Fund managers set a challenge
Setting a world record for the fastest ever mowing of a hectare of grass and building a mini industrial conglomerate, are the unusual combined aims of an investment operation seeking further backers.
Former British Royal Navy officer Paul Ayers and former CEO and business owner Myles Cooper of Challenge Partners are seeking wealthy investors to help fund buying and building up tired industrial businesses with potential. Investors buy a "seat" in Challenge Partners which trades as the New Zealand Consolidation Fund.
Challenge Partners has already made a couple of purchases including Pukekohe-based Fieldmaster, a manufacturer of agricultural equipment.
The company has long specialised in field management equipment like hay harvesting trailers attached to the back of tractors and early last year because working on a new project with export potential - an industrial mower for airports.
Airports need to be mowed regularly to limit the number of birds attracted to seeding grass. These birds can be sucked into the engines of planes with the potential for crashes and loss of life.
But airports now operate 24/7, providing a narrow timeframe in which grass can be cut. Airports also tend to be low-lying and many become water-logged in winter. Churning up the surface using heavy tractor-pulled mowers in winter isn't an option as it slows mowing during the warmer seasons when the ground firms up.
Fieldmaster has designed a light-weight, super speedy industrial mower that has been tested at speeds of 20kmh. Ayers said the company is planning a stab at setting a world record for the fastest mowing of a hectare.
"We reckon if we really pulled out all the stops, we could do it in 90 seconds," he said.
Prototypes for the new mower have been tested at Auckland Airport and Ayers is hopeful the combination of speed and lightness will open up a global export market selling them to other airports.
The other purchase Challenge Partners has made is LEP Engineering Plastics, a major manufacturer, importer and distributor of industrial plastics. It makes and supplies many of New Zealand's best known businesses with industrial plastics products including the wheels of Rainbow's End roller-coasters.

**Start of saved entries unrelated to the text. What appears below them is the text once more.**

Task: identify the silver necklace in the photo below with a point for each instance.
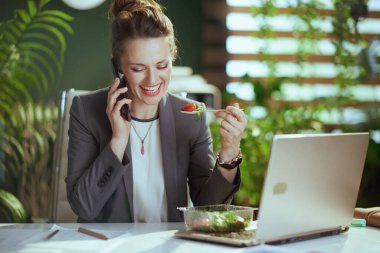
(142, 150)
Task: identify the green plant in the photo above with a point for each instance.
(279, 115)
(32, 46)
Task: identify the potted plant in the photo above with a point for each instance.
(32, 47)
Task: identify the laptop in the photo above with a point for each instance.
(310, 190)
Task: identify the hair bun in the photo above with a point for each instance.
(119, 6)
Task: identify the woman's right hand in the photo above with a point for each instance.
(120, 127)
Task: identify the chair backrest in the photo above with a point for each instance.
(60, 208)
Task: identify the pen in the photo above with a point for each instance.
(52, 234)
(92, 233)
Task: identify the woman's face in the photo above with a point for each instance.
(147, 66)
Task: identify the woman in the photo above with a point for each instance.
(138, 171)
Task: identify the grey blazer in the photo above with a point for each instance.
(100, 187)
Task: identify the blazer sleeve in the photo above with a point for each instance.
(207, 185)
(93, 174)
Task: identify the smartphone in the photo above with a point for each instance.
(125, 112)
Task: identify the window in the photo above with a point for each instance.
(317, 74)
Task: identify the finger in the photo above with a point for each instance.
(114, 85)
(233, 121)
(120, 103)
(238, 114)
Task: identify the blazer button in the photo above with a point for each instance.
(101, 183)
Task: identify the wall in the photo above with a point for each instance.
(87, 60)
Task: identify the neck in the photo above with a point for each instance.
(143, 111)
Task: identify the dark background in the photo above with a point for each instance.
(87, 59)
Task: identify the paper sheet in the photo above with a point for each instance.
(269, 249)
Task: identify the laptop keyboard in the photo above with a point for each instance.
(244, 235)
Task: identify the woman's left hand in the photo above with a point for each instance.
(231, 131)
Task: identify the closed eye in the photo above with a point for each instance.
(138, 69)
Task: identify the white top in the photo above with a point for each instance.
(149, 197)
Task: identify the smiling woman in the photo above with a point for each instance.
(138, 170)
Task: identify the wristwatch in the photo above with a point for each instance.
(232, 164)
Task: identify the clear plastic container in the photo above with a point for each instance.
(217, 218)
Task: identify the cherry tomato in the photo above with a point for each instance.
(189, 107)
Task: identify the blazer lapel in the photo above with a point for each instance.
(128, 180)
(169, 156)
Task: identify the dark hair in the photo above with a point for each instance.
(139, 19)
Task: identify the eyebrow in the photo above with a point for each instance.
(143, 65)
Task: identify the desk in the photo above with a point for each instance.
(140, 237)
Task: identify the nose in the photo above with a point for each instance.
(152, 76)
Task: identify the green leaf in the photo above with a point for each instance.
(9, 37)
(43, 3)
(56, 21)
(24, 16)
(11, 209)
(15, 30)
(32, 8)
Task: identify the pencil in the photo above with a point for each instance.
(52, 234)
(92, 233)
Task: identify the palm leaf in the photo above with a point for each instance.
(32, 45)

Cooper and Myles' modus operandi is to take sole ownership of solid New Zealand companies which support vital industries with tangible products and services, and build them.
Challenge Partners operates under a company structure in which investors acquire a "seat" which involves making a loan to the company when they are issued shares. This $650,000 loan is repaid by the company before dividends are issued. The seat entitles investors to a share block with voting rights. The number of seats is limited to 20 and nine are still available.

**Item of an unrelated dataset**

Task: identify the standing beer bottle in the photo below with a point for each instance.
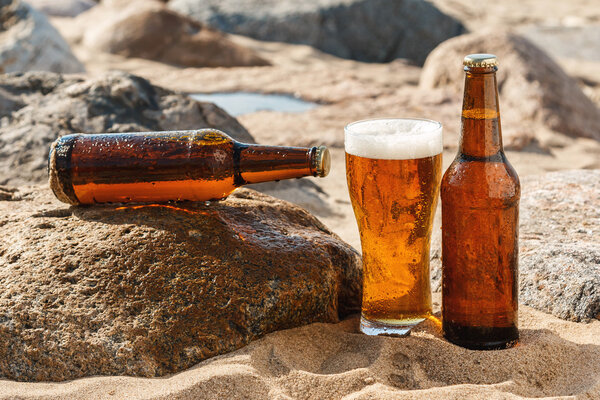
(160, 166)
(480, 211)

Ayers and Cooper want more funds for another purchase though they're keeping mum on just what at this stage.
The pair believed manufacturing still has a big future in New Zealand, especially as costs spiral in China and there are continuing problems with quality with overseas-based manufacturing.

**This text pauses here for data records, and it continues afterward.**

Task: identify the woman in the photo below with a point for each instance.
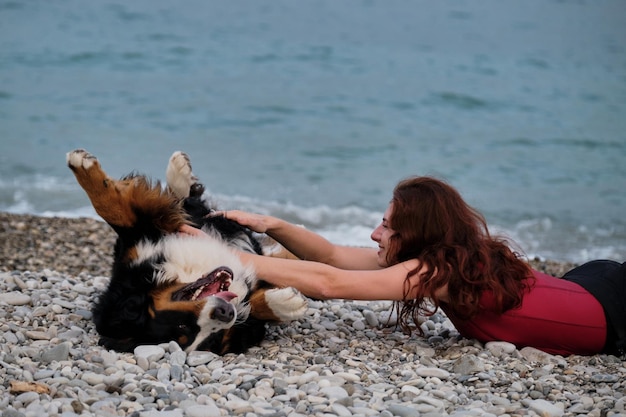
(435, 251)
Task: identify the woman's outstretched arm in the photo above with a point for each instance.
(306, 244)
(323, 281)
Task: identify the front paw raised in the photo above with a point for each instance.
(80, 158)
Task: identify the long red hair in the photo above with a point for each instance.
(436, 226)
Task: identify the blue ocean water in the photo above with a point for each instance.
(313, 111)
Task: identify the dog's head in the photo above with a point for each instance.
(192, 290)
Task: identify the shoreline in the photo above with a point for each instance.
(32, 242)
(340, 359)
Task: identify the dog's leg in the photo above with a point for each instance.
(277, 304)
(180, 179)
(121, 202)
(107, 195)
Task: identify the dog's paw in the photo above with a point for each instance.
(286, 303)
(80, 158)
(179, 176)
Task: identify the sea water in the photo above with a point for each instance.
(313, 111)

Existing investors in Challenge Partners can oust Cooper and Ayers if they fail to live up to expectations. Most are former business owners and they have been contributing expertise and advice.
The ultimate aim is to build a mini-conglomerate to remain as an income fund or to sell to institutional investors in the long-run, but Ayers and Cooper say they are enjoying ensuring Kiwi ownership of businesses.
"This is all about bringing overseas-owned investment earnings back to this country."
He said multi-national owners of businesses were well-advised by tax specialists and had ways of transferring taxable earnings offshore, eroding the New Zealand tax base.
"We have paid more tax in the six months since we bought it [LEP Engineering], than it has paid in the last couple of years," he said.